As we rode to the auto shop, we listened to Toby Keith and Garth Brooks on Chicago’s country music station. I found out he has played drums since he was a kid, has a fervent love of country music, Marlboros, motorcycles and vintage cars. He got his start in a band at church. The group broke off to form a band then broke up several years later. According to Keith, the keyboard player was a Barbie.
“No, really. She dressed up like Barbie. And she had long blonde hair too,” Keith said. “But when she found me on Facebook a couple years back, she’d chopped off all that hair and saw the dark side, just like me. She hasn’t been back since.”
So, when Keith asked who I knew around here, I said I had a pretty solid church group, and he responded with disdain:
“Lord have mercy! You ain’t one of those church-going girls, are ya? Dear Jesus, why you gotta do this to me??”

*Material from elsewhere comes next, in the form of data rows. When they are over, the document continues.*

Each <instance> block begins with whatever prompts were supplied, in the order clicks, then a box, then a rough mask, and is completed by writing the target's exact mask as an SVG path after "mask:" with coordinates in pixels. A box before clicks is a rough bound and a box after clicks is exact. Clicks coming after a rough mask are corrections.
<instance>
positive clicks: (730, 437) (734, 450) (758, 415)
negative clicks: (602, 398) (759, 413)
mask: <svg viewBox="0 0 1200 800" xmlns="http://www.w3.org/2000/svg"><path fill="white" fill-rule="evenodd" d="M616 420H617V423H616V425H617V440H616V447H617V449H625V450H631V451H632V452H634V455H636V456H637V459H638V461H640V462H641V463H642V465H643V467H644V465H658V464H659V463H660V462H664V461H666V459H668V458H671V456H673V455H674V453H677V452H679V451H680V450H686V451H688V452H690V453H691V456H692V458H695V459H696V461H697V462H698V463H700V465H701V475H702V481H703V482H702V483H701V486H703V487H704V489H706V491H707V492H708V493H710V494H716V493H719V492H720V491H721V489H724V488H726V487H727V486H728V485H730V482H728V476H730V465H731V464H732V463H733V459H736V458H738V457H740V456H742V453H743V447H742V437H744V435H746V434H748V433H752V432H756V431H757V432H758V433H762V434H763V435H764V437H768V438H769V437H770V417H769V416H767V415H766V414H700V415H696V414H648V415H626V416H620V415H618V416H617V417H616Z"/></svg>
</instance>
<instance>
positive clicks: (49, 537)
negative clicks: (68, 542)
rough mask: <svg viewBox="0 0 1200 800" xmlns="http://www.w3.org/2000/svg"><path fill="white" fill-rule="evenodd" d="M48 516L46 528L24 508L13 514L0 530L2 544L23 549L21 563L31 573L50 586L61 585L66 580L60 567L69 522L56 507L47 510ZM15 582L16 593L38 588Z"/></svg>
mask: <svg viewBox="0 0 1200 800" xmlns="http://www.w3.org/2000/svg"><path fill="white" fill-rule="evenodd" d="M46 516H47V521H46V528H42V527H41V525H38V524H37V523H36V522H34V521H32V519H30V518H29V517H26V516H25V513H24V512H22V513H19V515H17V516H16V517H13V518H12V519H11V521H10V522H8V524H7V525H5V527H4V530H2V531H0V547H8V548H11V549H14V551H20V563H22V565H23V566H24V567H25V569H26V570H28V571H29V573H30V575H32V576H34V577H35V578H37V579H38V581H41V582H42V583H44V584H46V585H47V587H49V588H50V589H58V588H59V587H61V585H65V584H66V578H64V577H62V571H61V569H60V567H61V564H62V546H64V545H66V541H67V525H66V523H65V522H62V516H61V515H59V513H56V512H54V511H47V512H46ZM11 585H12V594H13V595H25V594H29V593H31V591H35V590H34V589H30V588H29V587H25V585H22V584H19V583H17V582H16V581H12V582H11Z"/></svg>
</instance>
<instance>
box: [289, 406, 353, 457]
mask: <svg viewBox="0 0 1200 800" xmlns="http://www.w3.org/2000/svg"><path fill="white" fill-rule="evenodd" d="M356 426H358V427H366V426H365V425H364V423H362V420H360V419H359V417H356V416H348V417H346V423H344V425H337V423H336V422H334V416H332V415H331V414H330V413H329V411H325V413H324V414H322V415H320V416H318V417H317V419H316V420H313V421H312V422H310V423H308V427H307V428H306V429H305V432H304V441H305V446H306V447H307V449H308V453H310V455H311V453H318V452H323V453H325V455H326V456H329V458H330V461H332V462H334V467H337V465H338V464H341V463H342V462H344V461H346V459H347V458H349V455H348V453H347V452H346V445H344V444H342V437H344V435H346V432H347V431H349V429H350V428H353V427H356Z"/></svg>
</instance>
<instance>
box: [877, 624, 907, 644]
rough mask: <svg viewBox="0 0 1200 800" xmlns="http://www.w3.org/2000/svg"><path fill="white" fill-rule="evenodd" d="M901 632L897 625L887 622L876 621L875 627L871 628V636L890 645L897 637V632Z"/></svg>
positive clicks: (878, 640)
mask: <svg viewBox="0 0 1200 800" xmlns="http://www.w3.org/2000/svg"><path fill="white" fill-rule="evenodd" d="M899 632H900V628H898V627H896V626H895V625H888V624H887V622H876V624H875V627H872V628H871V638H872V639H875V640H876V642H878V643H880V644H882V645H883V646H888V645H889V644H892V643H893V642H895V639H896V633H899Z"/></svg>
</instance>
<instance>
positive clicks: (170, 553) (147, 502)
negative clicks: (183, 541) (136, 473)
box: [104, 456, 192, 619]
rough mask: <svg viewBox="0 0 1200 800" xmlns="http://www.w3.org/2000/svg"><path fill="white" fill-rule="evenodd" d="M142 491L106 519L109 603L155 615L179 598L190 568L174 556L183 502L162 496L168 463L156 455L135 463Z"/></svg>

He shook his head and continued, telling me about his mother who’s a southern Baptist preacher who just called him the other day to say she’s worried about him, and thinks he should reconsider his life and choices.
I took it all in, then asked if he’d ever consider going back to church – maybe even at Willow Creek, where I go, and where the “High Road Riders” motorcycle gang pulls in every Sunday morning.
“But, those church folk don’t drink or get high!” Keith said.
“They could use a personality like yours,” I said, as I thanked him and told him a bit more about them as he set me up at the shop. “Think about it.”
And he smiled as he got back in his truck, and I smiled as I walked away, knowing that, as a result of that encounter, God is a bigger fan of adventure than routine – maybe I’ll see Keith around the halls of Willow Creek, at the next Toby Keith concert, or maybe even later, in heaven – it would be a pretty boring place without him.